Long story, everyone came over, his sister, her husband and their teen daughter. He thought he had bought a full service of workers to suit his every need. The large money was nice but got old after awhile, he was too much for all of them, they left his huge house and had to take care of themselves in a strange county. His lovely sister passed away soon after coming to the US, she was seriously ill but didn't know before coming to the states. Her husband moved to Germany and their only child stayed in the US. Sad stuff, the whole family was enticed by money but in the end it ruined the whole family.
62 years on earth, seen some stuff go down.

klsallee wrote:

.....
Your neighbor building a fence on your land is a civil issue. Bulldozing that same fence is a criminal issue (i.e. taking the law into your own hands) in Hungary. Sure that seems ridiculous, especially when you are the injured party who can not use your own land, but that is the law here.  :|


It's actually my fence. 

I could - I would think - burn it down, bulldoze it, blow it up, paint it purple or psychedelic colours. 

I am reminded of General Noriega stuck in the Vatican Embassy in Panama. I need some psychological warfare.

The neighbour has a potentially nasty dog but it seems quite friendly to me  at the moment. Might not be so friendly if I take the fence down.

fluffy2560 wrote:

It's actually my fence.


Ah. Well That is different.

Burn it down and rebuilt it 1 meter from their house. Let them sue you to remove it. **

** Just kidding of course....

Get some bacon and keep it on hand at all times, the dogs will love you for it!
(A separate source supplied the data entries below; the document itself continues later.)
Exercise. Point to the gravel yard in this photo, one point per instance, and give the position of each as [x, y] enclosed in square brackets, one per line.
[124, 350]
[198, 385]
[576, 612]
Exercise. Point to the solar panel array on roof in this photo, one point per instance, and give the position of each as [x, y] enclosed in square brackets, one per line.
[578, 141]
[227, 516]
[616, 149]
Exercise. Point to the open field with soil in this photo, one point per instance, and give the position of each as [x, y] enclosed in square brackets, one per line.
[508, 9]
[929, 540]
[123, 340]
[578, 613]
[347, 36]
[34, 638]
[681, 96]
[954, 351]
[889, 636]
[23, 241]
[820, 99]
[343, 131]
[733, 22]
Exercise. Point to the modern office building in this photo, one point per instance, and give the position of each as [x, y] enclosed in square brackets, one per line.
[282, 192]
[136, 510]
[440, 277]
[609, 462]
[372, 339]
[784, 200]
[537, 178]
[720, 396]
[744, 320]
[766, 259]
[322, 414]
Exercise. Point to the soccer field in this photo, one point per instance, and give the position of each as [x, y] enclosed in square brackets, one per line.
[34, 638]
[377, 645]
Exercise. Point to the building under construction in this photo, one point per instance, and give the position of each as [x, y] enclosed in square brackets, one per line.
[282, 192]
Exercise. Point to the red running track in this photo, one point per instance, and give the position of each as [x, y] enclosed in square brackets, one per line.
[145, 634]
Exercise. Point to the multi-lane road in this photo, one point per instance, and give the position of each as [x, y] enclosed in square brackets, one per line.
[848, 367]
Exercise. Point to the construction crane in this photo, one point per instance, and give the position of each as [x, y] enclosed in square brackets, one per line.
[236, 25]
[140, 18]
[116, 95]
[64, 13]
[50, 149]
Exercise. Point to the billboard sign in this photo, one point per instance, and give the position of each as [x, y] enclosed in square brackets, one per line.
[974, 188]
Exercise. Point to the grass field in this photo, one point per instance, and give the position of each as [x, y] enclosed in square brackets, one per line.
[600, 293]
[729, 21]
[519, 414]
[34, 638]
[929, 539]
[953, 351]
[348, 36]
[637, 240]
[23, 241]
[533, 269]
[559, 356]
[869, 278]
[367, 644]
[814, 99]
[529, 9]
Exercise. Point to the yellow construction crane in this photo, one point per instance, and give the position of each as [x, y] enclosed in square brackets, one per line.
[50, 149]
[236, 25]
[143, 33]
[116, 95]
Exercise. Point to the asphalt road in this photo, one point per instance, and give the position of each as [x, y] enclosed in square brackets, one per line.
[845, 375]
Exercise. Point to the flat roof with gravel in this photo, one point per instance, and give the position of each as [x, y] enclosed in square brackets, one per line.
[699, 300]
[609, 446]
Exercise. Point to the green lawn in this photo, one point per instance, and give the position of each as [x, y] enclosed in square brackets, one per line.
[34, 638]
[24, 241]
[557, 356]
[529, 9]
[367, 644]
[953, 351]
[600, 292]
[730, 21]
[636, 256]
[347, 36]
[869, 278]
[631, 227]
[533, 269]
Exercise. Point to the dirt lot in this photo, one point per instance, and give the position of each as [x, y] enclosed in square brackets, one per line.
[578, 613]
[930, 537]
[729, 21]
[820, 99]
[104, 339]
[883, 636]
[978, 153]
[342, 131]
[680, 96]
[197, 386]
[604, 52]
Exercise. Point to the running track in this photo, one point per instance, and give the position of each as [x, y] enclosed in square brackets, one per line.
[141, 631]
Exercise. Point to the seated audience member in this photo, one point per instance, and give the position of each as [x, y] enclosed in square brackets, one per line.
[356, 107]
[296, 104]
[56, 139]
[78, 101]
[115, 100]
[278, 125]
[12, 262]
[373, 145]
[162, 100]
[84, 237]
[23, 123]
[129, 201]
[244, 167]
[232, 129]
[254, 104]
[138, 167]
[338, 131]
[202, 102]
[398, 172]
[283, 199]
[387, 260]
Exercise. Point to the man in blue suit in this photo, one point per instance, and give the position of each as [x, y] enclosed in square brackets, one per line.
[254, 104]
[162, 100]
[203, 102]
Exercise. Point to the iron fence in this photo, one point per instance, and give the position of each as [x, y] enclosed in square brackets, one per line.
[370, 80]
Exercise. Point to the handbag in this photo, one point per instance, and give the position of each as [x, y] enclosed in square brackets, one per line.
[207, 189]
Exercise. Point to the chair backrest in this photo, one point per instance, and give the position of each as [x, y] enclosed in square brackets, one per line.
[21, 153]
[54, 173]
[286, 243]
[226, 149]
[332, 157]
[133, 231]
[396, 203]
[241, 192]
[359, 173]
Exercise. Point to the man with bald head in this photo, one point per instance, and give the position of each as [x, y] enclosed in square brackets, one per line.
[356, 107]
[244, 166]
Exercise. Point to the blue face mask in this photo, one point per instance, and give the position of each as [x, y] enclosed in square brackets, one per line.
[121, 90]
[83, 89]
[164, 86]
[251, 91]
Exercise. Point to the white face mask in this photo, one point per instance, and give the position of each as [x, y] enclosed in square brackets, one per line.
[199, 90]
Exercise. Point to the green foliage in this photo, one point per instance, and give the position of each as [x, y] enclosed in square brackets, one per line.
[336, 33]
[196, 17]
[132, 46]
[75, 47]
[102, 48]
But seriously you need a contract on any house you build on land that isn't yours.
Know your legal rights if for some reason in the future you have issues with your step-son and he wants you gone.
I know things may be lovey dovey right now but sadly sometimes things go wrong.
hate to see you invest in property and have no legal claim to be on the land.
Even my husband made up a contract with his mother, we paid for her monthly upkeep and had a lawyer handle it all for us. She didn't need the funds but legally we still needed a contract to inherit half of her house, she had written one child out and the other was after everything.
I have never seen how ugly things can get until I saw how some people do things over here in HU. When it comes to money all blood ties are worthless.
If you plan on only renting from your step-son that is not as big a deal as you parting with your funds to build a house on land that is not yours.

Marilyn Tassy wrote:

Know your legal rights if for some reason in the future you have issues with your step-son and he wants you gone.
I know things may be lovey dovey right now but sadly sometimes things go wrong.
hate to see you invest in property and have no legal claim to be on the land.


An excellent point.

To keep one's rights to live on someone else's land one must go to the land office and put into the land paper (with the land owners permission) that one has "lifetime use and living rights" to the property. Without this one's rights to live on or use the land is tenuous at best.

And any relationship, even between parents and children, can sour.